4: Pandas melt - change names
If we like to change the non-identifier columns we can use 2 parameters:
var_name
value_name
and set the new names for the result columns:
pd.melt(df, id_vars=['Country', 'continent'], value_vars=['1950', '1955'],
var_name ='year', value_name ='value')
5: Pandas melt - parameters
There are several parameters of melt function. Most of them were mentioned in the article.
Two remains to be described:
col_level
- specifies the level to melt (MultiIndex)ignore_index
- ignore the original index
6: Pandas melt - MultiIndex
Melt function can be used for MultiIndex DataFrame.
To simulate melt function for MultiIndex we will turn the columns into MultiIndex by:
df = pd.concat({'year': df}, names=['Firstlevel'], axis=1)

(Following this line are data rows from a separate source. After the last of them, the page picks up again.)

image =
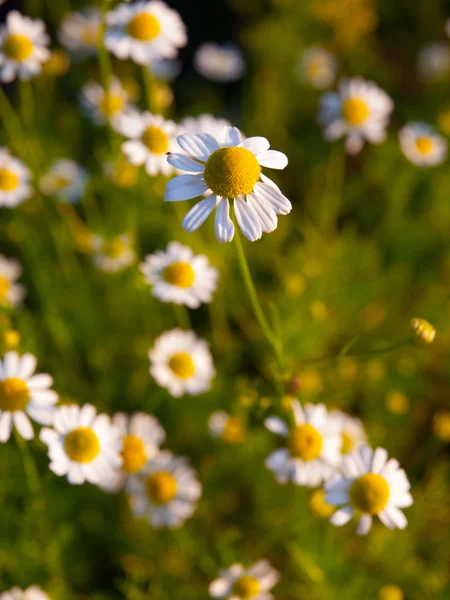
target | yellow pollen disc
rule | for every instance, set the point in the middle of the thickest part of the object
(161, 487)
(230, 172)
(8, 180)
(133, 454)
(370, 493)
(355, 111)
(14, 394)
(156, 140)
(182, 365)
(246, 587)
(305, 442)
(144, 27)
(82, 445)
(18, 47)
(180, 274)
(424, 145)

More about: How to Add a Level to Index in Pandas DataFrame
We can check the columns by:
df.columns
result:
MultiIndex([('year', 'Country'),
('year', '1950'),
('year', '1955'),
('year', '1960'),
('year', '1980'),
('year', 'continent')],
names=['Firstlevel', None])
Melt can be invoked on MultiIndex columns by:
pd.melt(df, id_vars=[('year', 'Country')], value_vars=[('year', '1950'), ('year', '1955')])
The result is:
(year, Country) | Firstlevel | None | value | |
---|---|---|---|---|
0 | China | year | 1950 | 562,580 |
1 | India | year | 1950 | 369,881 |
2 | United States | year | 1950 | 151,869 |
3 | Indonesia | year | 1950 | 82,979 |
4 | Russia | year | 1950 | 101,937 |
5 | Brazil | year | 1950 | 53,444 |
6 | China | year | 1955 | 607,047 |
7 | India | year | 1955 | 404,268 |
8 | United States | year | 1955 | 165,070 |
9 | Indonesia | year | 1955 | 90,255 |
10 | Russia | year | 1955 | 111,126 |
11 | Brazil | year | 1955 | 61,652 |
Conclusion
Pandas melt is a very useful function for reshaping DataFrames. It can multiple columns to rows.
We saw how it works, why it's important and several examples. The function can help "unpivoting" data.